Images from Wuhan showed long lines and empty shelves at supermarkets, as residents stocked up for what could be weeks of isolation. That appeared to be an over-reaction, since no restrictions were placed on trucks carrying supplies into the city, although many Chinese have strong memories of shortages in the years before the country's recent economic boom.
Local authorities in Wuhan demanded all residents wear masks in public places. Police, SWAT teams and paramilitary troops guarded Wuhan's train station.
Liu Haihan left Wuhan last Friday after visiting her boyfriend there. She said everything was normal then, before human-to-human transmission of the virus was confirmed. But things had changed rapidly.
Her boyfriend "didn't sleep much yesterday. He disinfected his house and stocked up on instant noodles," Liu said. "He's not really going out. If he does, he wears a mask."
The sharp rise in illnesses comes as millions of Chinese travel for the Lunar New Year, one of the world's largest annual migrations of people.

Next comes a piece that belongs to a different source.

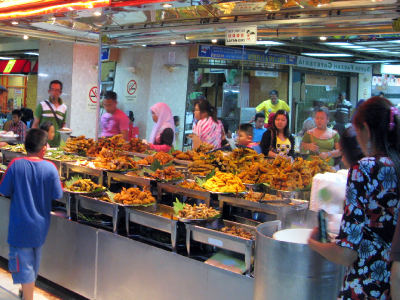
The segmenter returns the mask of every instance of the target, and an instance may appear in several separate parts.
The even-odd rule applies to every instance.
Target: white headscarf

Chinese are expected to take an estimated 3 billion trips during the 40-day spike in travel.
Analysts predicted cases will continue to multiply, although the jump in numbers is also attributable in part to increased monitoring.
"Even if (cases) are in the thousands, this would not surprise us," the WHO's Galea said, adding, however, that the number of those infected is not an indicator of the outbreak's severity, so long as the mortality rate remains low.
The coronavirus family includes the common cold as well as viruses that cause more serious illnesses, such as the SARS outbreak that spread from China to more than a dozen countries in 2002-03 and killed about 800 people, and Middle Eastern respiratory syndrome, or MERS, which is thought to have originated from camels.
China is keen to avoid repeating mistakes with its handling of SARS. For months, even after the illness had spread around the world, China parked patients in hotels and drove them around in ambulances to conceal the true number of cases and avoid WHO experts.
In the current outbreak, China has been credited with sharing information rapidly, and President Xi Jinping has emphasized that as a priority.
"Party committees, governments and relevant departments at all levels must put people's lives and health first,'' Xi said Monday. "It is necessary to release epidemic information in a timely manner and deepen international cooperation."
Health authorities were taking extraordinary measures to prevent additional person-to-person transmissions, placing those believed infected in plastic tubes and wheeled boxes, with air passed through filters.
The first cases in the Wuhan outbreak were connected to people who worked at or visited a seafood market, which has since been closed for an investigation. Experts suspect that the virus was first transmitted from wild animals but that it may also be mutating. Mutations can make it deadlier or more contagious.
WHO convened its emergency committee of independent experts on Thursday to consider whether the outbreak should be declared a global health emergency, after the group failed to come to a consensus on Wednesday.
The U.N. health agency defines a global emergency as an "extraordinary event" that constitutes a risk to other countries and requires a coordinated international response.
A declaration of a global emergency typically brings greater money and resources, but may also prompt nervous governments to restrict travel to and trade with affected countries. The announcement also imposes more disease-reporting requirements on countries.
Declaring an international emergency can also be politically fraught. Countries typically resist the notion that they have a crisis within their borders and may argue strenuously for other control measures.